Sejenak Behram memikirkan jawaban Arsia yang memang masuk akal itu. Namun instingnya tetap berkata bila ada sesuatu yang disembunyikan oleh Arsia. Behram lalu mendaftar alasan apa saja yang menyebabkan seorang gadis muda seperti Arsia lebih memilih untuk menikahi bangkotan seperti dirinya, yang secara jelas takkan mampu melaksanakan tugasnya sebagai suami.

'Oh, jangan-jangan...', mata Behram sedikit melebar karena prasangka yang muncul di pikirannya.

"Apakah Anda memiliki pria lain?" tembak Behram lagi.

Seketika wajah Arsia berubah terkejut, yang membuat Behram merasa tebakannya benar.

"Itu..." Arsia ragu sejenak. "Aku tidak bisa menikah dengan orang lain, Tuan Behram," akunya.

"Tapi Anda menyimpan rasa untuk pria itu?" kejar Behram.

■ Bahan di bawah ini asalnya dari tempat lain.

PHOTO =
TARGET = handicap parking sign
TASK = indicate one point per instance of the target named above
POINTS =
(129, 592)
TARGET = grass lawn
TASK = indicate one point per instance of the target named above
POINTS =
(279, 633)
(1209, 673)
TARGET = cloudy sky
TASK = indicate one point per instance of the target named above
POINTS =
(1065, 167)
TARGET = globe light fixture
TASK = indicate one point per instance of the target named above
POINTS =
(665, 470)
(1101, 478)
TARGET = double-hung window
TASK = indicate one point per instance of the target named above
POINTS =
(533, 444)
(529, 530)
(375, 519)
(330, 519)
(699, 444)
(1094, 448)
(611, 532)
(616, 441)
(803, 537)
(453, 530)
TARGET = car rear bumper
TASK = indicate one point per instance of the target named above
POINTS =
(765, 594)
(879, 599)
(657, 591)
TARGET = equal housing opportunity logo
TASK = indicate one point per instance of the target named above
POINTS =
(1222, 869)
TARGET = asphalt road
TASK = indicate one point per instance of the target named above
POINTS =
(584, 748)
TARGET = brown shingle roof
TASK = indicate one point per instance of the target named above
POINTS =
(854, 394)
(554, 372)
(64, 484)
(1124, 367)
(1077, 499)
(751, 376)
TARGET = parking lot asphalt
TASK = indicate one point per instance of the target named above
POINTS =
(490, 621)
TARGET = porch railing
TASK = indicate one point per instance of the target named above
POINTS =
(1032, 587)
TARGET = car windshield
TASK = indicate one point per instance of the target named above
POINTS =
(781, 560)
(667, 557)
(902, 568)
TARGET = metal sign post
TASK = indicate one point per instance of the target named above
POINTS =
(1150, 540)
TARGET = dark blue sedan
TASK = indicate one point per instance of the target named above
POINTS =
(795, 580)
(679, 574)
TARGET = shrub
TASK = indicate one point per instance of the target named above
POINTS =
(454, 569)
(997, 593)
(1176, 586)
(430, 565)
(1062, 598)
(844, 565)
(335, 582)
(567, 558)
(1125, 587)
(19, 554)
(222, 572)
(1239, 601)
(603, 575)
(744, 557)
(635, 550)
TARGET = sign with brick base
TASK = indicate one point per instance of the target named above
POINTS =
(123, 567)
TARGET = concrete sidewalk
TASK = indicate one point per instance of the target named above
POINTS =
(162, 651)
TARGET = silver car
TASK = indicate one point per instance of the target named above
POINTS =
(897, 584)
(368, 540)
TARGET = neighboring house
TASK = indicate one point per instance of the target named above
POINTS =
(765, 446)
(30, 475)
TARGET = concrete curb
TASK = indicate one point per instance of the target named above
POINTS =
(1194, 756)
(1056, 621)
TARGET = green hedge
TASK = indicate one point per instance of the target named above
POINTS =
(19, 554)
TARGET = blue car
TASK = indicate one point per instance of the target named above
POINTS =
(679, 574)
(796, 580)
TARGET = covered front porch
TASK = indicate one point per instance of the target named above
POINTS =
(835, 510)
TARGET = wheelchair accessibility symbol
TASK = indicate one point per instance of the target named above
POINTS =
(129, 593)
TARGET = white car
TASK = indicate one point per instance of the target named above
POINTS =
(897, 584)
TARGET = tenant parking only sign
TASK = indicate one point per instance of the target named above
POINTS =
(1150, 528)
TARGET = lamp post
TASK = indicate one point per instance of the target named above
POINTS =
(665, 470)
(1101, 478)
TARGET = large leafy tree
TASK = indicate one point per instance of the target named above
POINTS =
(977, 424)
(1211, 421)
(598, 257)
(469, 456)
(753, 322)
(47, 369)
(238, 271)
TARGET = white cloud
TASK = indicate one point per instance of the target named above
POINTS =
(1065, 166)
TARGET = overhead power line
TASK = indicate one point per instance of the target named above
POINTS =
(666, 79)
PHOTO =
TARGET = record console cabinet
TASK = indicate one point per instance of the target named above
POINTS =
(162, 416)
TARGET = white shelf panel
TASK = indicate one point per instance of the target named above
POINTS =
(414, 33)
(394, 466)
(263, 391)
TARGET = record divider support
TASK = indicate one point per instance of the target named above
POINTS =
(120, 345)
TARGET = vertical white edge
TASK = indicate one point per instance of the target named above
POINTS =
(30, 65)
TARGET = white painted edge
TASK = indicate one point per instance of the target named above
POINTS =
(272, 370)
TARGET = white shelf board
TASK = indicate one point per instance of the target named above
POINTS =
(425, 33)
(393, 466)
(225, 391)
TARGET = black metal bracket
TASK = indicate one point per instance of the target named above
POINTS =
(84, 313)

Arsia menghela nafas. "Sudahlah. Jangan membicarakan sesuatu yang takkan terjadi!" dia mengelak.

Kini Behram tahu secuil informasi lain mengenai Arsia yang dapat disampaikan ke tuannya. Namun itu tidak cukup untuk menjawab pertanyaannya mengenai alasan Arsia memilihnya. Untuk membuat Arsia menolaknya, Behram harus mengetahui alasan gadis itu memilihnya, bukan?

Behram lantas memikirkan hal lain yang dapat memancing reaksi Arsia.

"Saya tidak setampan Yang Mulia Salim, Nona. Bahkan saat muda sekalipun," kata Behram kemudian.

"Lalu kenapa dengan itu, Tuan?"

"Bukankah lebih baik tidur bersama pria tampan, Nona?"

Behram tahu itu pertanyaan yang sangat berani nan kurang ajar. Tetapi dia harus memancing Arsia.

Usahanya berhasil tentu saja. Dilihatnya Arsia menjadi gelisah. Gadis itu terdiam sejenak.

Begitulah Behram akhirnya mendapatkan jawabannya. Ucapan Arsia selanjutnya hanya menegaskan kebenarannya.

"Justru karena itu aku takut, Tuan Behram. Dia muda dan bergairah."